Electronic publishing in its context

André HECK

Observatoire Astronomique
11, rue de l'Université
F-67000 Strasbourg
France

Abstract

Contextual aspects of electronic publishing (and more generally of diversified publishing) are discussed. Definitions and concepts are introduced. Pending issues and challenges are identified. The accent is put on the need for providing authenticated and validated information. The electronic medium is a new medium per se that will exist together with other ones, such as paper, but it will call for specific procedures, strategies and policies. A lot has still to be done on the human level.

Introduction

Electronic publishing (EP) is slowly taking shape. The technology is there, certainly evolving rapidly and will progress still further in the future, but a number of factors have dilatory effects and are sometimes underestimated. If it is obvious that advantage has to be taken of the technological advances, it is not yet quite clear for many of us what will be the exact impact of these, nor in fact whether all the potentialities at hand are well understood. Human inertia is also a very limiting agent and, speaking of scientific communities, the traditional procedures and the habits progressively adopted over the decades (if not centuries) are difficult to alter. Human nature is simply and basically reluctant to change, especially when the final outcome is not well or not fully perceived.

The physics and astronomy communities have been among the first involved in EP, even before the concept itself existed per se. Astronomers, space physicists, high-energy physicists and their colleagues around the world have done more than just help in setting up the Internet and the associated networks. They jumped onto the World-Wide Web (WWW) and quickly became prolific producers and eager consumers of its resources (Hardin 1993).

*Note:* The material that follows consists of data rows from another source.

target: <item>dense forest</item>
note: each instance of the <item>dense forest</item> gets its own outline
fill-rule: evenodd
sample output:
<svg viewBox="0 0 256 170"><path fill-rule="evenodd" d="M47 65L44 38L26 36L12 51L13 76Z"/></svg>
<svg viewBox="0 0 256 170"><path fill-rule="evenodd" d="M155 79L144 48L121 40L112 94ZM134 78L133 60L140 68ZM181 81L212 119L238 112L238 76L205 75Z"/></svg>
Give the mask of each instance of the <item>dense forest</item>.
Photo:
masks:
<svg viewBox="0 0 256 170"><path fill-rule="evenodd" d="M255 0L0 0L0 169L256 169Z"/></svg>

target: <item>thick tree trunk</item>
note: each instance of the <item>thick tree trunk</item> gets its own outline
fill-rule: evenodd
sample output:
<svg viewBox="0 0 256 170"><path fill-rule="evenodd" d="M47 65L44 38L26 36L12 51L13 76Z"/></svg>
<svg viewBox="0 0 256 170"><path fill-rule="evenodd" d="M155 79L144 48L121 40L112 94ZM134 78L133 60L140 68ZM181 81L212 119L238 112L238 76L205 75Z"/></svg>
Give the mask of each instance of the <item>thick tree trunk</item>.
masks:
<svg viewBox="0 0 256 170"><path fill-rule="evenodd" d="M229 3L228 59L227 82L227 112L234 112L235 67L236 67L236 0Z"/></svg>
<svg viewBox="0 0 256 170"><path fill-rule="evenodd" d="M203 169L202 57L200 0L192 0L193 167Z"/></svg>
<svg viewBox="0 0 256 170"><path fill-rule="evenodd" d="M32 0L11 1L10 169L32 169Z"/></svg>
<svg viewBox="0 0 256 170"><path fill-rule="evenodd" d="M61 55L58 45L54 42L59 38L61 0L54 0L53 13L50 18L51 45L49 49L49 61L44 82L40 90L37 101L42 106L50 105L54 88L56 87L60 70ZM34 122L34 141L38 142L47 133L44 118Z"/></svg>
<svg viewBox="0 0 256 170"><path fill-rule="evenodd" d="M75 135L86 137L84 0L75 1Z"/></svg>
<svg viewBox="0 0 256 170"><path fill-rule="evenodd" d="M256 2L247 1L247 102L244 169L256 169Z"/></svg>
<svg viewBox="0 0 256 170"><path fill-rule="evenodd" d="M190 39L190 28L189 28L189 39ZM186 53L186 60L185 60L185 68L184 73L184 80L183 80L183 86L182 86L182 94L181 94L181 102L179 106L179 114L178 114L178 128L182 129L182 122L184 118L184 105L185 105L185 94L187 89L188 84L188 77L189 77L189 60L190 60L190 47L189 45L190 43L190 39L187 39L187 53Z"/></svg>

As scientists, our ultimate aim is to contribute to a better understanding of, stricto sensu, the universe (as well as of its past and future) and consequently to a better comprehension of the place and rôle of man in it. To this end, together with theoretical studies, we carry out observations to obtain data that will undergo treatments and studies leading to the publication of results. The whole procedure can include several iterations or interactions between the various steps as well as with external fields, non-scientific disciplines, instrumental technologies, and information handling methodologies

Electronic information handling is a broad and flexible concept with plenty of degrees of freedom, adapted to the fluid and living nature of today's information material. It encompasses data collection, analysis, dissemination, and so on, as well as publishing (classical or otherwise). All these elements cannot be dissociated from each other as the electronization has facilitated the various interactions upstream and downstream, the ultimate step being a diversified publication of the final results. The classical scheme involving authors, editors, referees, publishers and readers - or, more generally speaking, information providers and users plus intermediaries - is also changing and can become very complex if including authentication and validation loops. It should be kept in mind that publishing is not only motivated by information sharing, but also strongly conditioned by career constraints.

There have not been many dedicated conferences on electronic publishing. In the general field of science, ICSU Press and UNESCO have to be credited with an impressive meeting (Shaw and Moore 1996; Shaw 1997). There have been also a number of events in the rather compact and well-structured astronomical community (see e.g. Heck 1992; Heck & Murtagh 1996) [1].

Definitions and concepts

In the following, information will be considered as what is communicated by others or obtained from investigation, study, or instruction. It covers the observational material, the more or less reduced data extracted from it, the scientific results, as well as the accessory material increasingly used by scientists in their work (bibliographical resources, yellow-page services, software libraries, and so on).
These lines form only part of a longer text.